Les quelque spectateurs présents lors de la soirée inaugurale du Club Nubia sur l’île Seguin, près de Paris, en mars 2018, se souviennent forcément de la prestation inattendue du génial Manu Katché. Invité par le bassiste Richard Bona à venir essuyer les plâtres de ce nouvel établissement dont la programmation multicolore promise épousait idéalement ses convictions, le fameux batteur avait justement choisi de présenter The ScOpe dont la pulsion métronomique captiva le public et quelques journalistes interloqués.
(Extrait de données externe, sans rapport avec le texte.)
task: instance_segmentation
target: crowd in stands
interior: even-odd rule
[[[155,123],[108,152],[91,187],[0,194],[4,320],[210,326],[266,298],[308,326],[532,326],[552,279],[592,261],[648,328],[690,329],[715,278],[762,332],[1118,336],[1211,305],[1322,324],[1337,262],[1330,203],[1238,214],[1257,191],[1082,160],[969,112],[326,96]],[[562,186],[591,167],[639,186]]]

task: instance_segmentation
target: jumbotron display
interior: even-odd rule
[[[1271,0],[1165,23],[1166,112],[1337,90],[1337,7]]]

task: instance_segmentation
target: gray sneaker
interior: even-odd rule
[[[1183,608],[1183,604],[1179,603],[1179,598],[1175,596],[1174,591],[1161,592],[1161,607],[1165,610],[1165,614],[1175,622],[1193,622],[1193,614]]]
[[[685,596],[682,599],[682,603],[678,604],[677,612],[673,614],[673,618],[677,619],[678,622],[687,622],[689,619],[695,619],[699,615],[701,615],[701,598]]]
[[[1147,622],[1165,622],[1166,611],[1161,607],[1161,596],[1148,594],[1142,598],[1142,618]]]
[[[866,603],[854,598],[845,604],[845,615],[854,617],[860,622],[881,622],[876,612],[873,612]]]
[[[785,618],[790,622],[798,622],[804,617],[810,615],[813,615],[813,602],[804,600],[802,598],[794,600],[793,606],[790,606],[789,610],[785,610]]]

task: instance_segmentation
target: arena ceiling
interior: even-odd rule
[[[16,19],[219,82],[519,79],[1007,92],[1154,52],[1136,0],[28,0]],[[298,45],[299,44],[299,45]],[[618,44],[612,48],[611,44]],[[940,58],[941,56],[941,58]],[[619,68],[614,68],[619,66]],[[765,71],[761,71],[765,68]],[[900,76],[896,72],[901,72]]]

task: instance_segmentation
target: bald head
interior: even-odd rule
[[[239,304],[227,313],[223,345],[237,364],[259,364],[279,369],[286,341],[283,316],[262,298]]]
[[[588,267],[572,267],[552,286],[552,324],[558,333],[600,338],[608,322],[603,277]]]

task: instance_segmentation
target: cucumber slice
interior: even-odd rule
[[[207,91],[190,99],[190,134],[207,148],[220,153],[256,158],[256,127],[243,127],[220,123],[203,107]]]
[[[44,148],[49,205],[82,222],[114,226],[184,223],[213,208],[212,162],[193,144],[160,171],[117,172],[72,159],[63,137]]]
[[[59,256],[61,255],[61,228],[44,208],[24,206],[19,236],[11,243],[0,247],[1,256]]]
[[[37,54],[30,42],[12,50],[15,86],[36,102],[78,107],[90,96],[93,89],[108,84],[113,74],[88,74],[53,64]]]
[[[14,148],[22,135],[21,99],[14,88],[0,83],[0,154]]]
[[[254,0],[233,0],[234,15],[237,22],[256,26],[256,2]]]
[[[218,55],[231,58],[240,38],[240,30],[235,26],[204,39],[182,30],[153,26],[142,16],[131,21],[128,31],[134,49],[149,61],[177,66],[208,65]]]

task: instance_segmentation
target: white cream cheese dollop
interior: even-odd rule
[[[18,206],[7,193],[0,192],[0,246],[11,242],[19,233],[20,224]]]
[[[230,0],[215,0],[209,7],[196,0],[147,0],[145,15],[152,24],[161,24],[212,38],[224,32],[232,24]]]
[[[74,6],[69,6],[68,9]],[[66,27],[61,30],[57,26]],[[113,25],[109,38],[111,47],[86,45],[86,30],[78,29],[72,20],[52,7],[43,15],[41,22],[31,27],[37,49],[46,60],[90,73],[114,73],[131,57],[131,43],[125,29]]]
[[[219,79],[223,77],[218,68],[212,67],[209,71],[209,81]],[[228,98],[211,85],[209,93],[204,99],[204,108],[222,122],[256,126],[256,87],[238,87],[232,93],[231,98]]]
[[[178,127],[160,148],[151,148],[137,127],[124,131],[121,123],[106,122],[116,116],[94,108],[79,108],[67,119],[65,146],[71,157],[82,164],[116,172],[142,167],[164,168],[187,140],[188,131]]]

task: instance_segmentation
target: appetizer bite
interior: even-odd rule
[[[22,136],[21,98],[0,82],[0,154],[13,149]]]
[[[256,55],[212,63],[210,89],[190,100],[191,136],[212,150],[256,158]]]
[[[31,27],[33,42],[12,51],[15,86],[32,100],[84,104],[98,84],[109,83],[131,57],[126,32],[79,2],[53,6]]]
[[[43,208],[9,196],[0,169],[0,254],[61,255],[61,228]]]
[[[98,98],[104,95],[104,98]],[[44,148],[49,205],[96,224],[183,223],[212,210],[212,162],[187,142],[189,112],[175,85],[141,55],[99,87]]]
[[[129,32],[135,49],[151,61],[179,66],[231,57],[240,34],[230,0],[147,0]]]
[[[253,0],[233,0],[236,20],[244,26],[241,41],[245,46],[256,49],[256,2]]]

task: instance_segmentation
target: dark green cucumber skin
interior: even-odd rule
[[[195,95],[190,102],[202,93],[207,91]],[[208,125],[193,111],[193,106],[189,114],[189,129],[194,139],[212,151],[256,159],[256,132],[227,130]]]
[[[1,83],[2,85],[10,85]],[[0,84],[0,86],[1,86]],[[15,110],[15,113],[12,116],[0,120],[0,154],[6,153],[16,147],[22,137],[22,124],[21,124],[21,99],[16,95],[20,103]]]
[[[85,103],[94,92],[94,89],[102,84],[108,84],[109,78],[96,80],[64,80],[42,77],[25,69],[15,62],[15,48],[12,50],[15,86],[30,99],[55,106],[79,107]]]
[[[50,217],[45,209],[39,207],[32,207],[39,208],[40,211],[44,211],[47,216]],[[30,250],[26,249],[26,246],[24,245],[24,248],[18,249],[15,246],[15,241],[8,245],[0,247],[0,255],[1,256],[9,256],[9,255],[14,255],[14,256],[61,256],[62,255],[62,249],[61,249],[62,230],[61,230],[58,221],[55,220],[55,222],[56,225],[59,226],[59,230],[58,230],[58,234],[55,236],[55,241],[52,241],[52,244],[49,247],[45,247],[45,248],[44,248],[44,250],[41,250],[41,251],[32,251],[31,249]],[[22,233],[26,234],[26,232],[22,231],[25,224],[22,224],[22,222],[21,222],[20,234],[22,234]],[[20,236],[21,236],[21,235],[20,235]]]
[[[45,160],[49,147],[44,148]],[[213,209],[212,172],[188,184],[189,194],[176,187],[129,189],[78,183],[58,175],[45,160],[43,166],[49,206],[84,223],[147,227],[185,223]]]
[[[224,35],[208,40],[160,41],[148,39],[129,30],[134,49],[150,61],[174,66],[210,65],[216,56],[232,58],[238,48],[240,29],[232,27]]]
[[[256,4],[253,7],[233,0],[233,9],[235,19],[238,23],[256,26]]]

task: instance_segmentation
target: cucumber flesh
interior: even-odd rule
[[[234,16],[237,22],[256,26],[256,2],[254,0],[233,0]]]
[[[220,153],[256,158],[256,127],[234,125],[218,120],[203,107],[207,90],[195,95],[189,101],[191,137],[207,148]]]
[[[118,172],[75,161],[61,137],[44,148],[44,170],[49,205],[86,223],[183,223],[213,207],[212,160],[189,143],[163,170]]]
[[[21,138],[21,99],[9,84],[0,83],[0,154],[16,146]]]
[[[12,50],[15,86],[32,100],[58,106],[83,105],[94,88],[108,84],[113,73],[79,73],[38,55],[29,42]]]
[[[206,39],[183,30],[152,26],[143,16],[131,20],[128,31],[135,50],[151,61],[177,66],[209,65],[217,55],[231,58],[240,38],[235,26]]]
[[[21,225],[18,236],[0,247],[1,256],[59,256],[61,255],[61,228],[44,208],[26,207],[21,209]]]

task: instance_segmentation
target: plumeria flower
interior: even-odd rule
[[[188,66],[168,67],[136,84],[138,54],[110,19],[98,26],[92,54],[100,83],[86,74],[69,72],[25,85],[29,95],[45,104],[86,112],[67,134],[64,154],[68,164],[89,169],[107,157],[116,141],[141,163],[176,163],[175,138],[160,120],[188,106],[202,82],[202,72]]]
C’est la première fois que ce répertoire était interprété in vivo.

Depuis, le projet a mûri et s’est nourri de nouvelles sources sonores. L’irruption subtile d’une kora dans le kaléidoscope rythmique introductif du disque, la présence harmonieuse de Faada Freddy, l’un des trois artisans du succès du groupe Daara J au tournant des années 2000, les mots syncopés du rappeur Jazzy Bazz, tous ces ingrédients inscrivent la démarche de Manu Katché dans un présent cosmopolite moderne.

La direction artistique est profondément assumée comme toutes les aventures entreprises par ce rythmicien hors pair au fil des décennies. Qu’il ait secondé Peter Gabriel, Youssou N’Dour ou Joan Armatrading, qu’il ait présenté des émissions de télévision ou de radio, qu’il ait écrit (déjà) ses mémoires, qu’il ait fait paraître des albums de jazz épatants, son exigence et son enthousiasme restent intacts. Il suffit de voir son sourire éclatant illuminer ses concerts pour comprendre que l’investissement est total et sincère. Manu Katché n’a jamais accepté une collaboration pour sa propre publicité. Il est un homme intègre dont les coups de cœur ne souffrent aucune contestation.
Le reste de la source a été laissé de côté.